After lunch we walked to the nearby Institut du Monde Arabe, one of our favorite museums. Here Jerry checks out the cars from the Orient Express, currently on exhibition. We also hit a toy store and record shop en route to catch the #70 bus back to our place for a little pre-gig R&R.


The gig. Through benefit concerts in the U.S. and an impressive crowdfunding effort, Jerry had raised $25K to bring himself and Michael and a haul of musical instruments to the students at the Rock School Kabul. Tonight would be a coda to that project.


Cruisin’ Kabul.


MAKE MUSIC. NOT WAR. Seven-year-old Afghan student learns to play.
Photo by Noorullah Shirzada AFP Getty Images.


Our Paris friend Michael Herrman (Buoy LaRue) has also worked extensively with the Rock School Kabul students. Michael would be performing at tonight’s concert as well.
Photo by Michael Lewis.


Jerry had a little lamb. With cellist Robin Ryczek, co-founder of Rock School Kabul.


Ten action-packed days of music workshops and performances. What an incredible experience.


Showtime! Chris Kenna & Melissa Cox kick off the evening with a great mini-set, joined by Gerard McFadden on bass. Gerard and Melissa then accompanied Buoy LaRue for a sweet middle set.


Michael Lewis remarked on the origins and work of Rock School Kabul, translated to French by MC Marti. Then she passed the hat for donations and the audience responded generously.
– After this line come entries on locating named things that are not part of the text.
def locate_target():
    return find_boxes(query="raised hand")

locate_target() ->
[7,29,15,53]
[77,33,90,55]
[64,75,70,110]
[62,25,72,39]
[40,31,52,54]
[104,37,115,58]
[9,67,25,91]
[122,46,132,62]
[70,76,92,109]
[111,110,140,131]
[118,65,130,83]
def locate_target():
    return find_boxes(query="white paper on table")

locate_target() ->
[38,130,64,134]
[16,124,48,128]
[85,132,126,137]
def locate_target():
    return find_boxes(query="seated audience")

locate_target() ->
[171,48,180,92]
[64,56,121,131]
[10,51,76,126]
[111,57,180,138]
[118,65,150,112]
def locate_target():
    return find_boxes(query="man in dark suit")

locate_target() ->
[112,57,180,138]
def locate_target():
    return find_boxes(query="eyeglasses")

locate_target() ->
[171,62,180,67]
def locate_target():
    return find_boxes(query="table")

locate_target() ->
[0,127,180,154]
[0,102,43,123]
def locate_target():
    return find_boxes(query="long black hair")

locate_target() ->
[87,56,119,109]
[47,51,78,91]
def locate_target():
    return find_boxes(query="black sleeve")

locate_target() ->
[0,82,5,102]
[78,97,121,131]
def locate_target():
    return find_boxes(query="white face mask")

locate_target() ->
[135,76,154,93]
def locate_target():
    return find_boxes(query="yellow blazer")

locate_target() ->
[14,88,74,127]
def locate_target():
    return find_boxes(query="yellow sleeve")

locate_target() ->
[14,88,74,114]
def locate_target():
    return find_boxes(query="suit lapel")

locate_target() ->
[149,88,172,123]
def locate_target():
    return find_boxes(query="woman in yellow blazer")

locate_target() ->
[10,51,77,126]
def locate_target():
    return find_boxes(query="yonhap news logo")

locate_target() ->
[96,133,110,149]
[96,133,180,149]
Radio cab / Pulling away / I don’t want you to go / I want you to stay. That’s what I’m talkin’ about.


Such a treat to hear my friend Jerry sing in this town again. It had been ten years since the two Stockholm Syndrome shows at La Scène, not far from tonight’s venue: l’Angora. We’re gonna try to make a Jerry Joseph & The Jackmormoms Paris gig happen on the fall Europe tour.
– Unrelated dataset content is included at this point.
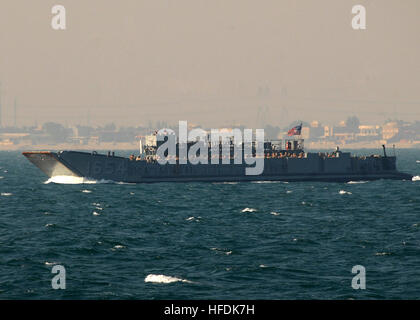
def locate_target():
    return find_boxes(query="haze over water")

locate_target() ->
[0,150,420,299]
After show dinner at the Maldoror, hosted by our favorite Mom & Pop unreconstructed anarchists Françoise and Joël. Jerry, Michael Lewis, Michael Herrman, Abby, Nathalie, Marti and me. When poor Nathalie tried to pay with tickets restaurant (government-subsidized lunch coupons), Joël shouted, “FUCK les tickets restaurant!” Oh, okay. Gotta love this guy.



THURSDAY JUNE 5, 2014 – Off to the airport to rendezvous with his sidekick Michael and wing back to the Pacific Northwest. To say we’d had a rollicking good time together would be an understatement.


Many hours later. Arrival at PDX.
Photo by Jerry.


I asked you nicely to get your head off my left tit.